“Way to lay on the Southern charm,” she says.
“I am Southern, and it may have sounded charming, but it doesn’t make it less true.”
“Miss Kate! Miss Kate!” Sam comes running down the walk at full speed, the way only a young boy can, with Kate’s phone waving in the air. “He wants to talk to you!”
“I’m dizzy,” Rhys says dryly, as Kate takes her phone and smiles at her cousin.
“He looks happy,” she says.
“He talks more than anyone I’ve ever met in my life, and that includes you. Cute kid.”
“I have to go tell Mom!” Sam takes off back to the house, and I begin to follow him.
“I’ll be up at the house, cher. Take your time.” She shakes her head, as if to keep me here, but I simply kiss her hand and smile. “I have to say hi to Gabby.”
Her soft laugh follows me as I saunter behind the excited boy to the house. I glance around at the freshly mowed grounds of the plantation and the flowers around the house. Birds are singing in the trees, and the breeze Kate mentioned brushes through my hair.

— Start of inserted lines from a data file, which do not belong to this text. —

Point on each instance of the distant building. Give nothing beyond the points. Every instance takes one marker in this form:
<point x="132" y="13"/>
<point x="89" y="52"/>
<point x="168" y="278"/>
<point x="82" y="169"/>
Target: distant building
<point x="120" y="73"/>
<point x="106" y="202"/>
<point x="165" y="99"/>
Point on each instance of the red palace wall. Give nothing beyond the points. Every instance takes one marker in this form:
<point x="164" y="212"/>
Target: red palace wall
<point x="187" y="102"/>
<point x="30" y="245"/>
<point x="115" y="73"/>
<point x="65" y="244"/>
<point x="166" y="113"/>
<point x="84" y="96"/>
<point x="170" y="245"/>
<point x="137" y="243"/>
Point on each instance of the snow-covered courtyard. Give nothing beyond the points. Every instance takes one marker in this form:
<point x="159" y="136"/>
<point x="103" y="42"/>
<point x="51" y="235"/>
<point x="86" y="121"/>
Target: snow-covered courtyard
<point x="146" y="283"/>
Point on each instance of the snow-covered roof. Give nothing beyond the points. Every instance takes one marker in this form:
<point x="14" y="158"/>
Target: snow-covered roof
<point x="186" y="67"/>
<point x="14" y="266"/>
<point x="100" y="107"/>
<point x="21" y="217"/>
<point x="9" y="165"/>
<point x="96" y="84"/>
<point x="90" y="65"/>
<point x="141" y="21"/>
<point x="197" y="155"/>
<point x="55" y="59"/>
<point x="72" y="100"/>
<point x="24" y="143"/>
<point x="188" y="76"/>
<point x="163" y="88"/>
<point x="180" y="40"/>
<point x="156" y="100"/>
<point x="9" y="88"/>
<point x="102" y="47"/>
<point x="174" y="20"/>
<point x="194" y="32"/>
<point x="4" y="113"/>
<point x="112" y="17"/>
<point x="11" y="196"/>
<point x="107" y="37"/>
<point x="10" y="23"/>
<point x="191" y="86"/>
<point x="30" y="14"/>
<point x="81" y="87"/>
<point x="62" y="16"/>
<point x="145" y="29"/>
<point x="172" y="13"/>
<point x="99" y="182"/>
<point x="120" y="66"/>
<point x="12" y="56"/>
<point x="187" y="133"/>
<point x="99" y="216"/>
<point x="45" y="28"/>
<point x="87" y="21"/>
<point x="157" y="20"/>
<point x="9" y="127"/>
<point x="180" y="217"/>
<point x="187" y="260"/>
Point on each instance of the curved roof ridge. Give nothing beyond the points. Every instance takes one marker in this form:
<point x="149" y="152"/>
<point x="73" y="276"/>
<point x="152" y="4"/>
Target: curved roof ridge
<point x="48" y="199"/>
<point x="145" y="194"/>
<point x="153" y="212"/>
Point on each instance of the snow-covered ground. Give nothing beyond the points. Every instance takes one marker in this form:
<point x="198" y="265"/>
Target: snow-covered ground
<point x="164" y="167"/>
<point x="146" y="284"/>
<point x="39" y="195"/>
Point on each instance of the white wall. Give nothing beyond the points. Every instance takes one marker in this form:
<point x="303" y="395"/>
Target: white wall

Why haven’t I ever noticed before how lovely it is out here?
Because I haven’t noticed much for years. I haven’t given two fucks about anything for years.
Except for my family and the business, and not necessarily in that order.
I climb the steps of the porch, then turn and look out at the trees and the amazing woman chattering away at her phone, smiling and laughing.
She’s the reason I’ve come alive.
“Gabby makes incredible cookies,” Kate says, as she pops the last bite of an oatmeal raisin in her mouth and tilts her head back to the let the sun warm her cheeks. “I could get used to this.”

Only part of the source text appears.